Каждая из волн обладала чудовищной силой, но белый как снег утес сопротивлялся им, по-видимому, уже миллионы лет, и все говорило о том, что и миллионы лет спустя он будет выситься тут не менее гордо и монументально.
— Да, — наконец, смог я отвлечься от этого прекрасного и величественного зрелища, — впечатляет! Вы действительно смогли меня удивить. Представляю, что тут происходит в шторм.
— А в шторм брызги через верх летят, — похвастался Соболев, — только тут в это время никого не бывает. Слишком уж сильные акустические воздействия получаются.
— Сейчас тоже шумновато, но поговорить, я думаю, можно. Сомневаюсь, что тут нас смогут подслушать.
— А мы будем наверняка действовать, чтобы сомнений не оставалось, — Соболев вынул из кармана небольшое устройство и вдавил кнопку. Иннокентий поморщился, но отнесся к действию президента колонии с пониманием.

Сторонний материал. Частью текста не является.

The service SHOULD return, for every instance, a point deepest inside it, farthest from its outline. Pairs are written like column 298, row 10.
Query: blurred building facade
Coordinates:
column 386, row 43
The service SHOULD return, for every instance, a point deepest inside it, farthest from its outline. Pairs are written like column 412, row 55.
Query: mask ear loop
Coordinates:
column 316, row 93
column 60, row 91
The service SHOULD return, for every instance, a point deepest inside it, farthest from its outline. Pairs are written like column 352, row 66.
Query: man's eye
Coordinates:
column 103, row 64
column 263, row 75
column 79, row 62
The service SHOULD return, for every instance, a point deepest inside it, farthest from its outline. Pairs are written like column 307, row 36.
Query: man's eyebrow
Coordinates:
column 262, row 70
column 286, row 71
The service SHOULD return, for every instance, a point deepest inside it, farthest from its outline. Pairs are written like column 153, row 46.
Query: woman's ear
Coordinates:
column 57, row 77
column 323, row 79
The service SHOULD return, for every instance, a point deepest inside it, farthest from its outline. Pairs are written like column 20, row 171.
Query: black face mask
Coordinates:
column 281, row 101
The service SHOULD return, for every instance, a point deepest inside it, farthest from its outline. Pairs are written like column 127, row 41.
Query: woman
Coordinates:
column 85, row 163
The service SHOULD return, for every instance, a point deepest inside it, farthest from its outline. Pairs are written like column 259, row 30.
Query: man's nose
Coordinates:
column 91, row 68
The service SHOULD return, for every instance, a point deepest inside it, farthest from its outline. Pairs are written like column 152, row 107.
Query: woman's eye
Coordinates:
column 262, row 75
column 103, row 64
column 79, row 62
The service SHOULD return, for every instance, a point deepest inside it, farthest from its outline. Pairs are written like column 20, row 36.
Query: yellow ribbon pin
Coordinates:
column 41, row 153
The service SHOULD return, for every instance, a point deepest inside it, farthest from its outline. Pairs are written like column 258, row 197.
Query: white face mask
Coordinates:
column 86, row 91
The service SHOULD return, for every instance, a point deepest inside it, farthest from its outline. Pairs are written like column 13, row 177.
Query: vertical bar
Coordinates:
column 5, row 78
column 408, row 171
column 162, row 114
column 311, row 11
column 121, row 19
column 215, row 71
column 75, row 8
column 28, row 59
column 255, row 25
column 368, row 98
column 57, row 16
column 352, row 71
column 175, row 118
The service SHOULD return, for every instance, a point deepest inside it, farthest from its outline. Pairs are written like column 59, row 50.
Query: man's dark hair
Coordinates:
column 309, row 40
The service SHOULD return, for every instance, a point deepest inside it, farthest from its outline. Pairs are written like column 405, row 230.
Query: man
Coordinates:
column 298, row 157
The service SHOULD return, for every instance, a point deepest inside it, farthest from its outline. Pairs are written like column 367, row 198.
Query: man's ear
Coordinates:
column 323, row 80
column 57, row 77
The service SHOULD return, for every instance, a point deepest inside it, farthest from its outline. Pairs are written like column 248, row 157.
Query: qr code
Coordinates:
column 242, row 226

— Теперь можно поговорить. Вчера мы убедились, что нашему комфортному и беспечному существованию пришел конец. За последние десятилетия мы привыкли, что никому особо не нужны. Варились в собственном соку и думали, что так будет продолжаться и дальше. А обстоятельства изменились. Раньше мы были составной частью земной Финляндии. Передовым ее форпостом, но одновременно и составной частью. Все внешние проблемы решались там. Мы осваивали эту планету и ни о чем другом не задумывались. Своих проблем хватало по горло. Обосноваться, развить инфраструктуру, обеспечить рентабельность. Это все было непросто. Очень непросто. Потом все вошло в колею, производство сельхозпродукции наладилось, появились излишки, которых хватало уже не только для обеспечения метрополии, но и на внешнюю торговлю оставалось. Мы приобрели самостоятельность, но не поняли до конца, что теперь и ответственность за все наши действия ложится на наши плечи. Не замечали, что давно уже представляем интерес. Нас ведь всего около миллиона, а планета в два раза больше Земли. И то, что большая ее часть залита водой, сейчас, когда острова полностью освоены, уже не принципиально.